Rep. Anna Paulina Luna (R-Fla.) on June 13, 2024 (Image: Shutterstock)
A meeting about a proposed ban on stock trading for members of Congress got heated on Wednesday, as some are accusing the bill of being watered down by changes.
The meeting of House members was to focus on new developments for a stock trading ban first introduced in September, according to a report from NOTUS. Ahead of time, Rep. Tim Burchett, a Tennessee Republican, said that the bill would receive a markup, a process in which bills are debated and amended before being brought forward for a vote.
News of the changes that emerged out of this meeting, however, have not gone down well with everyone. Rep. Anna Paulina Luna, a Florida Republican who did not attend the meeting in-person, attacked the markup on social media and claimed that the proposal was now too watered down.
“We got news that they are marking up and bring to the floor a [watered] down version with no teeth,” Luna wrote in a post on X. “Unacceptable.”
However the proposal proceeds, Luna has previously pledged to file a discharge petition to force a vote on the ban if House Speaker Mike Johnson does not bring it forward soon himself.
Despite Luna’s objections, other lawmakers remain committed to getting the proposal through.
“In this moment, confidence in our government is abysmally low,” Rep. Joe Morelle, a New York Democrat, said. “Fostering public trust in our institutions is the absolute bedrock of the American experiment. It is what gives our government legitimacy. But that trust must be earned and kept, by holding ourselves to the highest standard of conduct possible.”
Members of Congress are currently required to file financial disclosure relating to their stock trading activity, to ensure that they are not engaged in illegal insider trading based on information they become privy too thanks to their position in government.

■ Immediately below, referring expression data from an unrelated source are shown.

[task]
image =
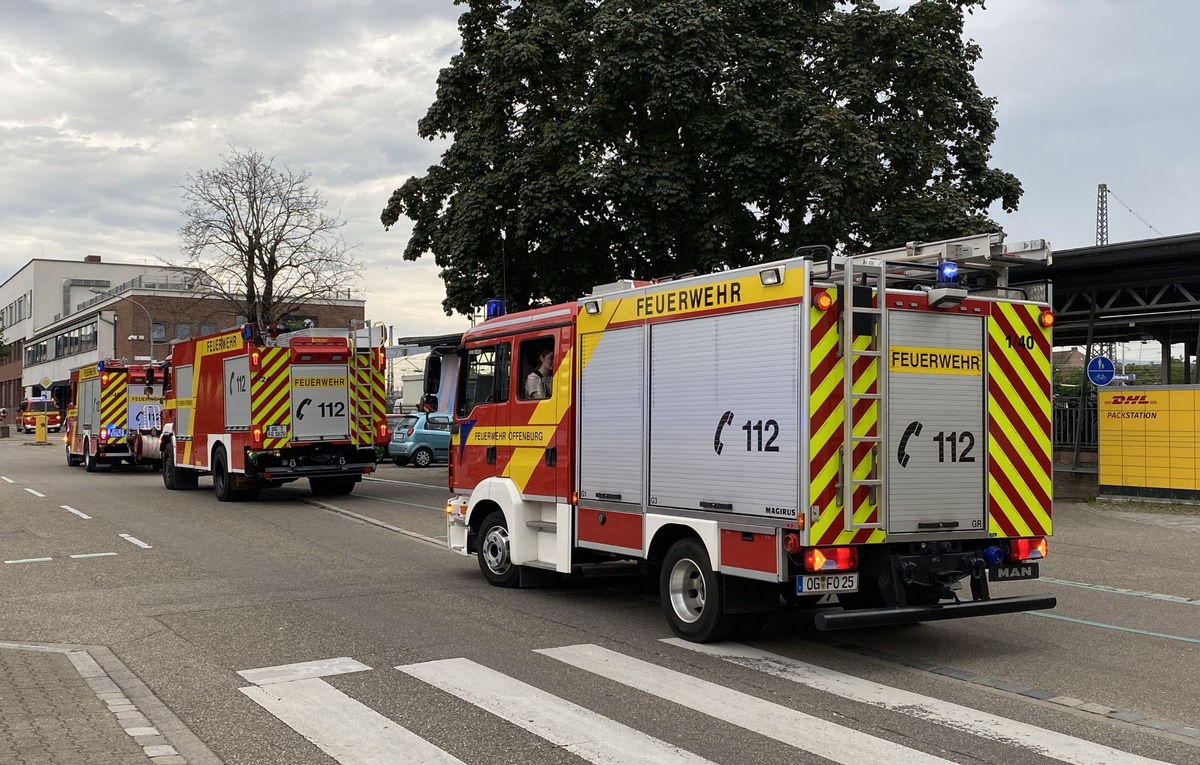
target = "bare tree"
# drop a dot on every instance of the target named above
(263, 238)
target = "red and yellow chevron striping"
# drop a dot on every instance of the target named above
(826, 422)
(114, 410)
(1019, 449)
(271, 403)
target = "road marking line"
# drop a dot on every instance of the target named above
(303, 670)
(1101, 588)
(804, 732)
(568, 726)
(983, 724)
(1104, 626)
(345, 729)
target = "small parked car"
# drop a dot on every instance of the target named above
(420, 440)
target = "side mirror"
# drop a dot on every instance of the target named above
(432, 375)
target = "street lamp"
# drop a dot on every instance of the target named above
(149, 320)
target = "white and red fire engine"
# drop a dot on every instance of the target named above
(114, 415)
(258, 413)
(874, 427)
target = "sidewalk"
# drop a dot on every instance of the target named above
(60, 706)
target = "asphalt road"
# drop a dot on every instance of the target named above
(189, 592)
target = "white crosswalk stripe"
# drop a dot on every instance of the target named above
(354, 734)
(787, 726)
(983, 724)
(579, 730)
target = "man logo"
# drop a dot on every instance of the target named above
(1131, 399)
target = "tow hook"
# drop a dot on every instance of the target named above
(978, 568)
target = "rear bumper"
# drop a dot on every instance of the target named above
(912, 614)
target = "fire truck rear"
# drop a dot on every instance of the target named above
(258, 413)
(874, 428)
(114, 415)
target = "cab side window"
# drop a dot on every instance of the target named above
(487, 378)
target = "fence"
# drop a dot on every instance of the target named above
(1067, 415)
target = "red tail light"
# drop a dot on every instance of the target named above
(831, 559)
(1035, 548)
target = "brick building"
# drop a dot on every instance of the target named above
(61, 314)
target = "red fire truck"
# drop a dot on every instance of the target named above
(114, 415)
(261, 411)
(875, 428)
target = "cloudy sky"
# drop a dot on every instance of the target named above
(106, 106)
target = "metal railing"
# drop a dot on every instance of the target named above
(1067, 415)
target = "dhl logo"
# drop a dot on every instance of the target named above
(1129, 401)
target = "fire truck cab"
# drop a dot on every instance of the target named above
(114, 415)
(261, 411)
(874, 428)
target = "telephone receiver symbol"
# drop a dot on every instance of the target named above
(726, 419)
(903, 452)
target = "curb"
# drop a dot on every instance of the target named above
(1101, 710)
(162, 736)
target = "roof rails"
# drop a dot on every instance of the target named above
(982, 252)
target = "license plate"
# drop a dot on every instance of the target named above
(827, 583)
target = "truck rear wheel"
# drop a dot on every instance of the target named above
(691, 594)
(172, 476)
(495, 553)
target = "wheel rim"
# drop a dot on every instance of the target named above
(687, 589)
(496, 550)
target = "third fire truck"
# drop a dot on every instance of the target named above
(114, 414)
(874, 427)
(259, 411)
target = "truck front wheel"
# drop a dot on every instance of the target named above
(691, 594)
(495, 552)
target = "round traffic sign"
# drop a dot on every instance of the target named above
(1101, 371)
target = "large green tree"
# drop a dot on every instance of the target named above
(594, 140)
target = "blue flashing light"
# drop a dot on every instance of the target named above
(994, 555)
(493, 308)
(947, 272)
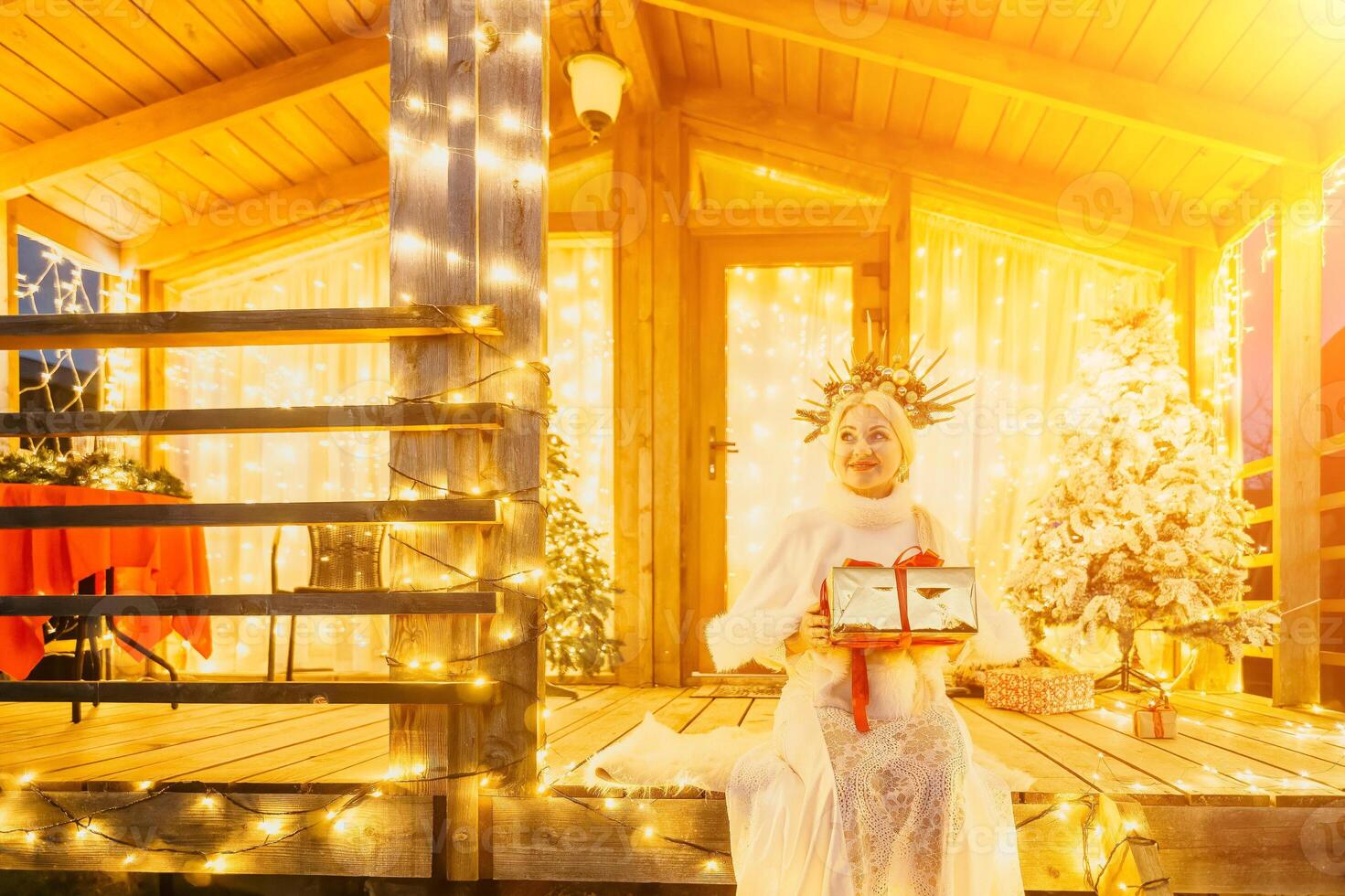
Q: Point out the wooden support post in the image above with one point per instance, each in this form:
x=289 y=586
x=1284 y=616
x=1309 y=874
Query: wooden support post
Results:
x=511 y=210
x=634 y=488
x=433 y=213
x=668 y=251
x=1296 y=479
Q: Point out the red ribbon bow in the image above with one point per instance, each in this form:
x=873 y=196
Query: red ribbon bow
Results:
x=859 y=664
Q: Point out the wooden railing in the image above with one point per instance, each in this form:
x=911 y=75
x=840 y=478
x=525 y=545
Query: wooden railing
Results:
x=160 y=330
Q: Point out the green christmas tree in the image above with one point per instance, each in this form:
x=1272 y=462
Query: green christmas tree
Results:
x=580 y=593
x=1142 y=527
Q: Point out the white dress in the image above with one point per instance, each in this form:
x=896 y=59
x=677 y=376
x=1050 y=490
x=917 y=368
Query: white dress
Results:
x=823 y=809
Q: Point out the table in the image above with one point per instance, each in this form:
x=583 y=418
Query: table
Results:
x=160 y=560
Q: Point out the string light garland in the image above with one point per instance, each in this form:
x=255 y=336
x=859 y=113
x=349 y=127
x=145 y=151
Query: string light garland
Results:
x=113 y=368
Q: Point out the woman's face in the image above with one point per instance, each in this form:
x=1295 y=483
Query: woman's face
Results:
x=868 y=453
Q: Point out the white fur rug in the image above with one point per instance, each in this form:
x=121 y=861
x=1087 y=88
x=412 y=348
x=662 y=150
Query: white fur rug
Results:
x=656 y=756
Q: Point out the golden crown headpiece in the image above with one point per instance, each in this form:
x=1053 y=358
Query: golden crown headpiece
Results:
x=905 y=382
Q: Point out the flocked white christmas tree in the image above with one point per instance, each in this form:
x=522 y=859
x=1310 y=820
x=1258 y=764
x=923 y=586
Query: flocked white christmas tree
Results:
x=1142 y=527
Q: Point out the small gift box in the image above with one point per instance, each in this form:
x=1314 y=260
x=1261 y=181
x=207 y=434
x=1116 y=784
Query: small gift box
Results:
x=1157 y=720
x=902 y=605
x=1039 y=690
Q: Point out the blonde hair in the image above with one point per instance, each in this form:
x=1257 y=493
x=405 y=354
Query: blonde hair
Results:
x=885 y=405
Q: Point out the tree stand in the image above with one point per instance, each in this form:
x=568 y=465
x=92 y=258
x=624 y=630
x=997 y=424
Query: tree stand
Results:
x=1126 y=674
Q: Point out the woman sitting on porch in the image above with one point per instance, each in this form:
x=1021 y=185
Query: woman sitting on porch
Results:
x=823 y=806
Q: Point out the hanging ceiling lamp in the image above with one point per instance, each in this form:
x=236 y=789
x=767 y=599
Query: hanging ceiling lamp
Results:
x=597 y=80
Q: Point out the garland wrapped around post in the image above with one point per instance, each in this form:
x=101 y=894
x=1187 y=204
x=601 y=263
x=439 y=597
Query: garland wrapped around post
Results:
x=580 y=593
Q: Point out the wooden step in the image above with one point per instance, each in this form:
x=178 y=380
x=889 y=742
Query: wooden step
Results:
x=251 y=692
x=346 y=603
x=400 y=417
x=447 y=510
x=284 y=327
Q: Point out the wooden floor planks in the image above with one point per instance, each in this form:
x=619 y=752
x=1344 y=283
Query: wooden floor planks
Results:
x=1231 y=750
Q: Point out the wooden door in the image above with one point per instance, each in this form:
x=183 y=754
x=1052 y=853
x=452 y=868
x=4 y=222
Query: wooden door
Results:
x=725 y=379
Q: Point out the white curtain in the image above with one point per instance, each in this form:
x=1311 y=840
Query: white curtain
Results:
x=580 y=351
x=285 y=465
x=1013 y=314
x=783 y=325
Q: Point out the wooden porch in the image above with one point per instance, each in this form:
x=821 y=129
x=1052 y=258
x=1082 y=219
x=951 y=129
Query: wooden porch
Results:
x=1233 y=802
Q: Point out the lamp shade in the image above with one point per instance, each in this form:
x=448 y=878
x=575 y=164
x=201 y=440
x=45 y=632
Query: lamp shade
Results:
x=597 y=82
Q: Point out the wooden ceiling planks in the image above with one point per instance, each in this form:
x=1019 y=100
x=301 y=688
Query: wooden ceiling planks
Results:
x=702 y=66
x=943 y=113
x=981 y=120
x=1259 y=50
x=1158 y=37
x=1110 y=30
x=836 y=91
x=802 y=77
x=155 y=51
x=1250 y=51
x=768 y=71
x=871 y=94
x=1210 y=40
x=910 y=97
x=731 y=54
x=667 y=43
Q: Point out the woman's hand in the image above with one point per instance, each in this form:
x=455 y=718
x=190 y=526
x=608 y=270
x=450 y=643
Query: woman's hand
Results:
x=814 y=633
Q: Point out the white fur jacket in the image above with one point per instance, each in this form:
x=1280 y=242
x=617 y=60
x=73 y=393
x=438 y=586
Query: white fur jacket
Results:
x=785 y=582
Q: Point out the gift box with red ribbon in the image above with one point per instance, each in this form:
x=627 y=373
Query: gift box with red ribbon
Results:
x=1157 y=720
x=945 y=611
x=1039 y=690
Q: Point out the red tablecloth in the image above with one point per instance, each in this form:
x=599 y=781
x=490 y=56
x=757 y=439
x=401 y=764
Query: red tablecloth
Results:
x=168 y=560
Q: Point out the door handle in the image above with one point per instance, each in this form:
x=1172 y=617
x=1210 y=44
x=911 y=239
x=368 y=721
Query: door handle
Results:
x=716 y=444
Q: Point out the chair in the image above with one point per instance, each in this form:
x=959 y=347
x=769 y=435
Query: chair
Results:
x=342 y=559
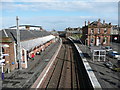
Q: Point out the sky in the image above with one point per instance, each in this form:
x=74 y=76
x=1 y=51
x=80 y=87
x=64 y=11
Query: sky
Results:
x=57 y=14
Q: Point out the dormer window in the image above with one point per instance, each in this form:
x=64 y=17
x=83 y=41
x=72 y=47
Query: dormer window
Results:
x=105 y=31
x=92 y=31
x=98 y=30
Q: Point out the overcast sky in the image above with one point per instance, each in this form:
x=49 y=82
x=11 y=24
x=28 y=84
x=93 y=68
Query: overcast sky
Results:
x=57 y=14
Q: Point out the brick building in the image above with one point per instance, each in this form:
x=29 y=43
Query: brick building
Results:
x=96 y=33
x=71 y=31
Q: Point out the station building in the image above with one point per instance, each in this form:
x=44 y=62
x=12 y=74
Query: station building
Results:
x=96 y=33
x=31 y=41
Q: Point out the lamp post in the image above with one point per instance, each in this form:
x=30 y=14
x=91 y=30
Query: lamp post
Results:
x=18 y=45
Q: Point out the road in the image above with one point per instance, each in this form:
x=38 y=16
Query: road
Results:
x=106 y=77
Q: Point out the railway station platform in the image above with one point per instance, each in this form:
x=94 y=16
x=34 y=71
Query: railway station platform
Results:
x=26 y=77
x=106 y=78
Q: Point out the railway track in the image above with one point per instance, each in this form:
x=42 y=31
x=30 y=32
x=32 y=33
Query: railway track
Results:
x=67 y=72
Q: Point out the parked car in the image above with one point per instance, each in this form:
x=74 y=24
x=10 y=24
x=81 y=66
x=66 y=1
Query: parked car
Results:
x=107 y=48
x=111 y=66
x=113 y=54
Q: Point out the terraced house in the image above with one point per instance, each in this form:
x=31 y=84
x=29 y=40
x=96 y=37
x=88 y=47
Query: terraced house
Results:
x=31 y=41
x=96 y=33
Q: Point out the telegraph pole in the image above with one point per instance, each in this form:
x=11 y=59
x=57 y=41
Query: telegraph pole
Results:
x=18 y=45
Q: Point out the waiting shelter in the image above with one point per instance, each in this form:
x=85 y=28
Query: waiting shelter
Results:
x=98 y=54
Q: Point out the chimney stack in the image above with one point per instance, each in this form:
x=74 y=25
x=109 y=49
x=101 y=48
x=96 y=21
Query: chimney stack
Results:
x=85 y=23
x=103 y=22
x=88 y=22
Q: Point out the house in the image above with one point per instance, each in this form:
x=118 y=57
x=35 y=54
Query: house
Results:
x=31 y=41
x=71 y=31
x=96 y=33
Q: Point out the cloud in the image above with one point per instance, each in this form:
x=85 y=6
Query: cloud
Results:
x=55 y=22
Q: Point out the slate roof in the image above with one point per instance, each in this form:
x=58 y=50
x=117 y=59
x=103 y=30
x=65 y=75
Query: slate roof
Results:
x=26 y=25
x=24 y=34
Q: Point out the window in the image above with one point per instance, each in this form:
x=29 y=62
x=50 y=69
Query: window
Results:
x=105 y=31
x=98 y=30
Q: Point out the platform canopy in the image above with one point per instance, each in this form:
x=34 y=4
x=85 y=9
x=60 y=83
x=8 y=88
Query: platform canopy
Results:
x=30 y=44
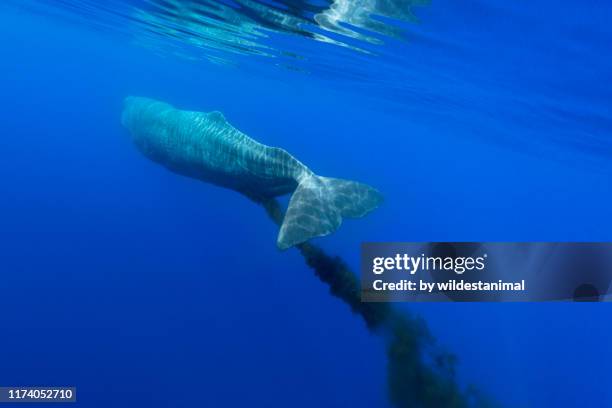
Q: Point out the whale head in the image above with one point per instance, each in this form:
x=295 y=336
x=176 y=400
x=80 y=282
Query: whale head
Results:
x=139 y=111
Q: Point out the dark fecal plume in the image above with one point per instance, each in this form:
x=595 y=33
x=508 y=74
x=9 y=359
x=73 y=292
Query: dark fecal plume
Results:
x=419 y=374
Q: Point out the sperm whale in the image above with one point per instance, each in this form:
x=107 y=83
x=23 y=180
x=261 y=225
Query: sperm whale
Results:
x=205 y=146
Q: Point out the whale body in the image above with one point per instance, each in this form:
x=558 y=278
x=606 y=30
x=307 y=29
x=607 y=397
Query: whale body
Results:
x=204 y=146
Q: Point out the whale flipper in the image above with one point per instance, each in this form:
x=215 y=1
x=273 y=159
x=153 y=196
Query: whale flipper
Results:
x=318 y=206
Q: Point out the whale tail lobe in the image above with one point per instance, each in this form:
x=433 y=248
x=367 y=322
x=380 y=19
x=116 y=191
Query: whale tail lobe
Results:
x=318 y=206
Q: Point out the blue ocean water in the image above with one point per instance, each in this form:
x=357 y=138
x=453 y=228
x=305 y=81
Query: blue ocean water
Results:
x=481 y=121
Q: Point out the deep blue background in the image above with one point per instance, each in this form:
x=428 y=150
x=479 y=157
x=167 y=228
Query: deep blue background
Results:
x=143 y=288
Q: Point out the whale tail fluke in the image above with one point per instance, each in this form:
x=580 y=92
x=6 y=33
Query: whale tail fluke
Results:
x=318 y=206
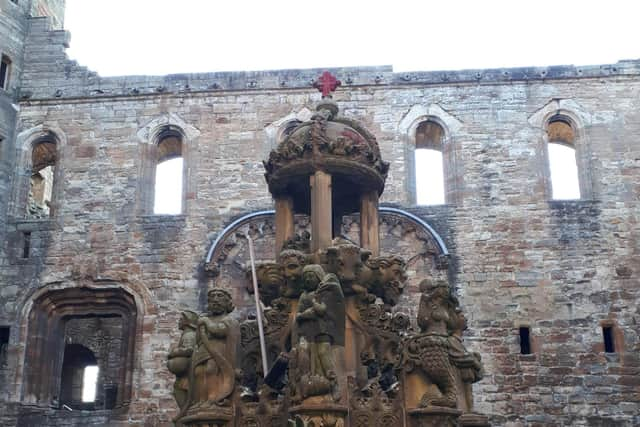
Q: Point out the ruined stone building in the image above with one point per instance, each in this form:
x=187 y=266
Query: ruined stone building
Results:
x=92 y=274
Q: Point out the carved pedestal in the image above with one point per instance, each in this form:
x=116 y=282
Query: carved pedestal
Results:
x=320 y=415
x=473 y=420
x=214 y=417
x=434 y=416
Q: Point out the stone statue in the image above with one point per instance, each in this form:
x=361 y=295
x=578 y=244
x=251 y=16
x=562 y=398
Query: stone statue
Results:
x=179 y=359
x=213 y=361
x=347 y=261
x=293 y=261
x=271 y=282
x=429 y=350
x=319 y=327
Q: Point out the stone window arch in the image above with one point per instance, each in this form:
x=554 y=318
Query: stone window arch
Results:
x=102 y=320
x=165 y=140
x=428 y=166
x=168 y=187
x=564 y=146
x=5 y=72
x=564 y=178
x=38 y=174
x=44 y=159
x=428 y=130
x=77 y=358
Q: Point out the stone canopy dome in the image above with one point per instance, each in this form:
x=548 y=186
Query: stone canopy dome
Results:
x=334 y=144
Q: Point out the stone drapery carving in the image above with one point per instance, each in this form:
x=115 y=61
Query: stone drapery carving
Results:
x=319 y=327
x=340 y=349
x=204 y=363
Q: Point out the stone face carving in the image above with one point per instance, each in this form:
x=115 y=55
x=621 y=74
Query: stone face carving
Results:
x=293 y=261
x=319 y=327
x=179 y=359
x=428 y=351
x=204 y=363
x=339 y=349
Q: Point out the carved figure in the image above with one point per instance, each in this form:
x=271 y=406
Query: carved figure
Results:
x=347 y=261
x=293 y=261
x=429 y=350
x=388 y=275
x=270 y=281
x=213 y=360
x=319 y=324
x=179 y=359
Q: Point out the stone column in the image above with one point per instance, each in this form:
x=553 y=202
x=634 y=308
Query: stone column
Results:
x=369 y=226
x=284 y=221
x=321 y=211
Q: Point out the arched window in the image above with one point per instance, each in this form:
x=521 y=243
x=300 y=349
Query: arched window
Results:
x=5 y=72
x=429 y=173
x=43 y=163
x=79 y=378
x=168 y=188
x=563 y=168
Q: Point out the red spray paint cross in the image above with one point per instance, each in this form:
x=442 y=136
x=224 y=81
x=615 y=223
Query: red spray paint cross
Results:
x=326 y=84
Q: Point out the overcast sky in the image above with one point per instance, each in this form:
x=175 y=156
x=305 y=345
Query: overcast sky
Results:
x=118 y=37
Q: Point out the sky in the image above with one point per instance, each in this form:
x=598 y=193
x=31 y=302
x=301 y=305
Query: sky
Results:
x=157 y=37
x=124 y=37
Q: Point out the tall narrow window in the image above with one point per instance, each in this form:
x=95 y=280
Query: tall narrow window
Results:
x=525 y=340
x=79 y=376
x=429 y=164
x=90 y=383
x=168 y=183
x=43 y=158
x=609 y=341
x=565 y=183
x=5 y=72
x=4 y=345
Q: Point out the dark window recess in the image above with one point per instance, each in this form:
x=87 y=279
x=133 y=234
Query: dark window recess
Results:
x=4 y=72
x=26 y=244
x=4 y=345
x=525 y=340
x=609 y=342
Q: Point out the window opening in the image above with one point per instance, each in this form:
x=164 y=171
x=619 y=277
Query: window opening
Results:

Even with that requirement in place, public trust that lawmakers are not just doing it anyway is low. This perception is not helped by the comparatively minor penalties for lawmakers caught engaging in insider trading.
Many have called for an outright ban on stock trading for elected officials and their families. Some lawmakers have pushed back on a complete ban, noting that the salaries for members of Congress have been frozen at around $174,000 since 2009 and stocks are a method left for them to bolster their income.